There, on the long-abandoned trading route, Booker turned over a clod of soil and Mooney spotted something metallic.

It turned out to be a Chinese coin roughly 340 years old.

The artifact had probably been carried into the region long before the Klondike stampeders of ‘98.

The find was made at a perfect campsite - at the confluence of a river and creek. It, too, had probably been used for centuries, which is what drew the archeologists there.

The coin is believed to be a vestige of the trade between the Chilkat, the Northern Tutchone and Russian fur traders who worked the Alaskan coast as early as 1740.

In this case, the Russians are believed to be the link between the Northern Tutchone of the Yukon interior and the Chinese.

The Russians would trade with China, and bring the spoils north to make deals with the coastal Chilkats, who fiercely guarded the mountain passes to the interior. They’d trade furs and other commodities for tobacco, cloth, glass and metal, like coins. The Chilkats would then trade with the Northern Tutchone.

So you had a sweeping trade, all the way from Asia, through Russia to North America and the interior of the Yukon, and, presumably back again.

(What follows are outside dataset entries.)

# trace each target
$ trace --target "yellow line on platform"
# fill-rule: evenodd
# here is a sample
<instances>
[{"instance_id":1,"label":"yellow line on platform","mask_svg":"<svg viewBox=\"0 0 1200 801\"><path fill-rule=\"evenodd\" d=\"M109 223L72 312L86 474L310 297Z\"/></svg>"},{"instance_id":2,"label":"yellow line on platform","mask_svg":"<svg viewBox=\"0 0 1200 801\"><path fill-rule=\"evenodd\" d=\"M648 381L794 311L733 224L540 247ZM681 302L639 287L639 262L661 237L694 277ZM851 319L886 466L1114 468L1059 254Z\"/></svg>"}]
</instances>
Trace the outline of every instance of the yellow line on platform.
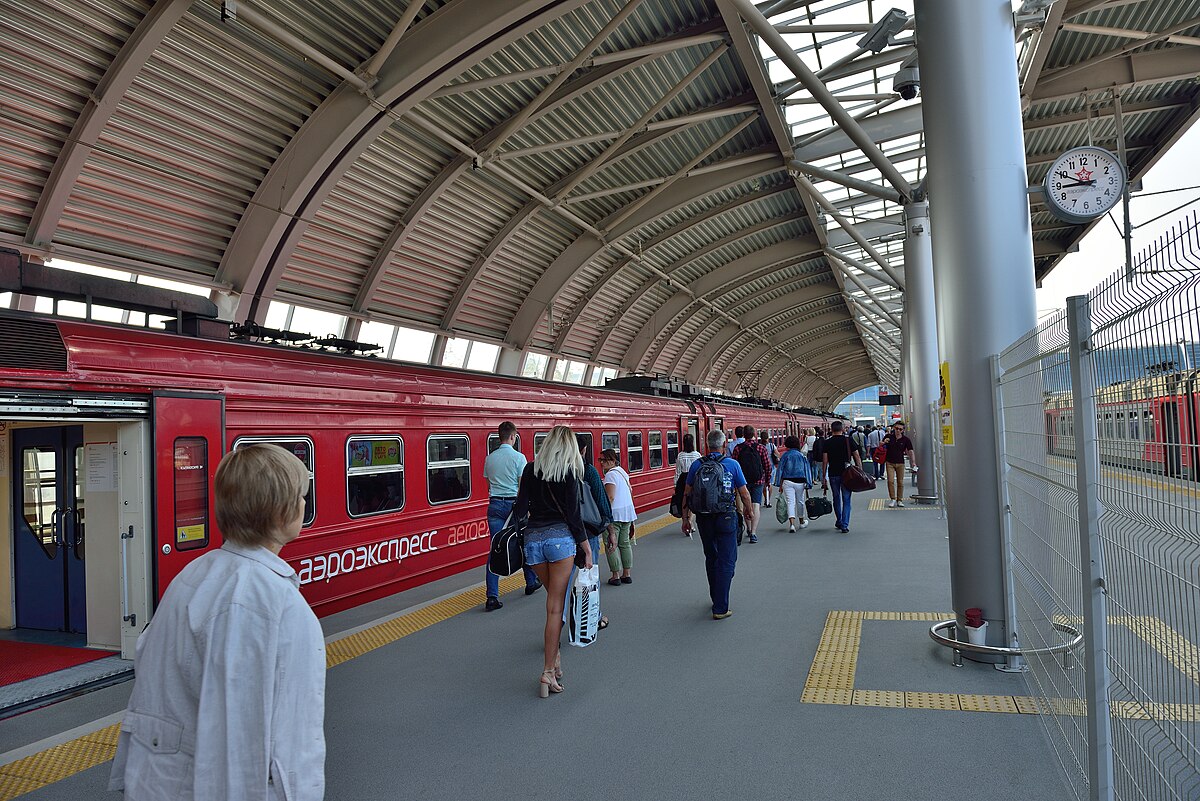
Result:
<instances>
[{"instance_id":1,"label":"yellow line on platform","mask_svg":"<svg viewBox=\"0 0 1200 801\"><path fill-rule=\"evenodd\" d=\"M821 642L812 656L800 703L840 706L886 706L890 709L934 709L955 712L1009 715L1069 715L1085 717L1086 704L1078 698L1033 698L1030 695L977 695L966 693L860 689L854 687L858 650L864 620L937 621L954 618L952 612L848 612L826 616ZM1114 621L1116 622L1116 621ZM1196 679L1200 661L1196 648L1157 618L1121 619L1162 652L1181 673ZM1114 701L1112 717L1134 721L1200 721L1200 704L1142 704Z\"/></svg>"},{"instance_id":2,"label":"yellow line on platform","mask_svg":"<svg viewBox=\"0 0 1200 801\"><path fill-rule=\"evenodd\" d=\"M638 524L636 538L649 536L671 525L674 520L676 518L664 514ZM523 586L524 578L520 571L500 579L502 595ZM478 608L486 600L484 594L482 586L473 586L414 612L398 614L370 628L330 640L325 644L325 667L328 669L349 662L364 654L428 628L433 624ZM12 799L112 760L116 754L119 731L120 724L116 723L7 765L0 765L0 801L12 801Z\"/></svg>"}]
</instances>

There’s so much wrapped up in that little coin, unearthed at a peaceful Yukon campsite.

Even in the digital information age you have to marvel at the ancient mint’s meticulous records. Through the efforts of that conscientious bureaucracy, we know the Yukon coin was forged in the time of Kangxi, fourth emperor of the Qing dynasty, between 1667 and 1671.

The coin also reveals little has changed in the global economy over the last 260 years, beyond the speed and volume of the trade.

And, of course, the goods being traded.

Today, we’re preparing to mine copper and ship it to China.

And, in preparing for that massive operation, we unearth a tiny piece of history from a wealthy empire of the past.

A little forged piece of copper, traded to the Yukon from China.

A reminder to us all that the more things change, the more they remain the same.